Mittel gegen das Altern gibt es inzwischen in jeder Drogerie. Doch was können Spermidin und Co. wirklich bewirken?

Stellen Sie sich vor: Sie träumen im Sessel vor sich hin, nippen an einem Tee und denken: „Warum tu‘ ich nicht mal was für die ewige Jugend?“ Immerhin ist das Angebot an „Longevity“-Supplementen, also Substanzen, die den Alterungsprozess verlangsamen und unsere Gesundheit im Alter fördern sollen, nahezu erdrückend.

Denn die Anbieter versprechen längst die ewige Jugend in Kapselform. Den Nobelpreis hat es dafür allerdings noch nicht gegeben. Und bevor Sie jetzt losrennen, um sich einen Vorrat an solchen Pillen und Pülverchen zuzulegen, muss ich Ihren Enthusiasmus bremsen: Die Forschung ist sich gegenwärtig noch gar nicht so sicher, ob Sie damit wirklich Erfolg hätten. Mit anderen Worten: Hier fehlt teilweise noch die Evidenz.

Starten wir mit den Antioxidantien: Sie kommen im Gewand von Vitaminen, Mineralien, Coenzym Q10 und Pflanzenstoffen daher – und auch in Form von Enzymen. Antioxidantien wehren freie Radikale ab, das sind Verbindungen, die unsere Zellstrukturen schädigen und zu einer Vielzahl von Krankheiten führen können, zum Beispiel zu Krebs, Herz-Kreislauf-Erkrankungen oder neurodegenerativen Erkrankungen wie Alzheimer und Parkinson. Durch diese Widerstandsleistung können Antioxidantien die Alterung verlangsamen. Klingt super, oder? Tatsächlich eröffnen Tierstudien auch vielversprechende Aussichten.

Aber wir sind nun mal keine Laborratten, Fliegen, Würmer oder Hefekulturen. Beim Menschen wirken Antioxidantien in natürlichen Lebensmitteln im komplexen Zusammenspiel mit anderen Bestandteilen durchaus positiv. Hoch konzentriert zugeführt, könnten sie aber auch kontraproduktiv sein. Sie blockieren nicht nur die bösen freien Radikale, sondern auch die guten Stresssignale, die unser Körper braucht, um fit zu bleiben: Er mag es manchmal ganz gern, wenn er ein bisschen kämpfen muss. In der Anti-Aging- und der „Healthy Longevity“- Medizin (gesunde Langlebigkeit) wird dies das „Hormesis-Prinzip“ genannt. Was wie ein Name aus dem griechischen Götterhimmel klingt, meint aber die positive Wirkung kleiner Mengen von Stressoren auf den Körper, die seine Widerstandsfähigkeit stärken.

Dann wären da noch Booster wie NMN (Nicotinamid-Mononukleotid, aus Vitamin B3 abgeleitet) und Alpha-Ketoglutarat, die unsere Mitochondrien (Zellkraftwerke) ordentlich auf Touren bringen sollen. Oder Zellreinigungshelfer wie Spermidin (eine natürliche Substanz, die in allen menschlichen Zellen vorkommt), die die Zellen zur zellulären Müllabfuhr anregen.

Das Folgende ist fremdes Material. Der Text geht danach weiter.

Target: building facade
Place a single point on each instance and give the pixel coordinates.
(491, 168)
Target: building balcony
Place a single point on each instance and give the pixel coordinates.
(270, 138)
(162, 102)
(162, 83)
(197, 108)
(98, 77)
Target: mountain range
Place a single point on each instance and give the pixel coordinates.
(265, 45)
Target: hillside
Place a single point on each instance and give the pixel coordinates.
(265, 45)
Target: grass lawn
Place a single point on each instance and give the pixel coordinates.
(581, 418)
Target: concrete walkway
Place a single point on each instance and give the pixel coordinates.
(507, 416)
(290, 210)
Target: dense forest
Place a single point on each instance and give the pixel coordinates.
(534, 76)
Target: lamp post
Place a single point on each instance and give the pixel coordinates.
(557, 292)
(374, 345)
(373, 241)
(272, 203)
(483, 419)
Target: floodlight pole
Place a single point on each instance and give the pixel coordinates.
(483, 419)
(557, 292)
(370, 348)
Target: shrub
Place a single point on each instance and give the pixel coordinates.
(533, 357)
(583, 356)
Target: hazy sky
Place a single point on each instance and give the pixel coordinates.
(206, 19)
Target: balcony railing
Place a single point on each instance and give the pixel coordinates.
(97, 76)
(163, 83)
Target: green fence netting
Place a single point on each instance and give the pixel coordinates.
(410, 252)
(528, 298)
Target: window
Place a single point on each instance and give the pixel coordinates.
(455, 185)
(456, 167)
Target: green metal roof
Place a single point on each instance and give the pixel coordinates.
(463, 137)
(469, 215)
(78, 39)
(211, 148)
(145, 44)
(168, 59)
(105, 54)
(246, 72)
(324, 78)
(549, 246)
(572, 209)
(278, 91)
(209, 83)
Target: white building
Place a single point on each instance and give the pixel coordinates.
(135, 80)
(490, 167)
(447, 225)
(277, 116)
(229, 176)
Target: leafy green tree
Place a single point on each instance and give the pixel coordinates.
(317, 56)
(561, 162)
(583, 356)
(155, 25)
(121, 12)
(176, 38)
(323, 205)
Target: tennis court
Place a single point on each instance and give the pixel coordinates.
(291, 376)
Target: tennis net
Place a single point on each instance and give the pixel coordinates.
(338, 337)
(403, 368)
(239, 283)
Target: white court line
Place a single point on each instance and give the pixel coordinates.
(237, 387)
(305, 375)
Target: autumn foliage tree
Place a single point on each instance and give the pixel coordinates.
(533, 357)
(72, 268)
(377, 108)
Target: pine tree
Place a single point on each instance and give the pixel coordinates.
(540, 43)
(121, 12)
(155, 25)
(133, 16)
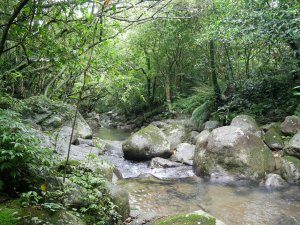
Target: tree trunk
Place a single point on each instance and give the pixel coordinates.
(214, 78)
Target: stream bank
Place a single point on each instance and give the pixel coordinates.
(154, 193)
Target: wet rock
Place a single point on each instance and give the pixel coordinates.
(233, 151)
(197, 217)
(54, 122)
(202, 137)
(184, 153)
(158, 162)
(211, 125)
(175, 134)
(63, 139)
(275, 125)
(290, 169)
(120, 198)
(273, 139)
(101, 168)
(79, 152)
(293, 146)
(291, 125)
(192, 136)
(147, 143)
(275, 181)
(45, 140)
(82, 128)
(86, 142)
(246, 123)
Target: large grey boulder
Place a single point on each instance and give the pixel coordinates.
(273, 139)
(158, 162)
(147, 143)
(274, 181)
(63, 139)
(101, 168)
(246, 123)
(290, 169)
(174, 131)
(120, 198)
(184, 153)
(202, 137)
(291, 125)
(232, 151)
(211, 125)
(293, 146)
(192, 136)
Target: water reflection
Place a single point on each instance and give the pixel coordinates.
(232, 204)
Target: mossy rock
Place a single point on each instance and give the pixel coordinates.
(7, 217)
(72, 164)
(198, 217)
(186, 220)
(273, 139)
(233, 152)
(290, 169)
(11, 210)
(147, 143)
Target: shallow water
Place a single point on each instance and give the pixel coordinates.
(112, 134)
(233, 204)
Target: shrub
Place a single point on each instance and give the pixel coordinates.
(189, 104)
(21, 156)
(268, 99)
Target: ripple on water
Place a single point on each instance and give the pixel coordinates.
(232, 204)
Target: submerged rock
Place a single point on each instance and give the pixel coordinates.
(293, 146)
(291, 125)
(120, 198)
(290, 169)
(147, 143)
(275, 181)
(158, 162)
(197, 217)
(184, 153)
(231, 150)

Im Chemielabor unseres Körpers entsteht Spermidin über mehrere Schritte. Es kommt, wie der Name diskret andeutet, im Sperma vor, stabilisiert unsere DNA, regelt die Genexpression – also die Art und Intensität der Umsetzung genetischer Informationen –, die Zellvermehrung und den zellulären Reinigungsprozess, wenn die Zellen zu alt sind. Spermidin kann antioxidativ wirken, indem es die Rate reaktiver Sauerstoffspezies reduziert und die Autophagie, also die zelluläre Müllabfuhr, fördert. Langlebigkeitsmediziner empfehlen es und nehmen es fleißig selbst – immer in der Hoffnung, so den Alterungsprozess hinauszögern zu können.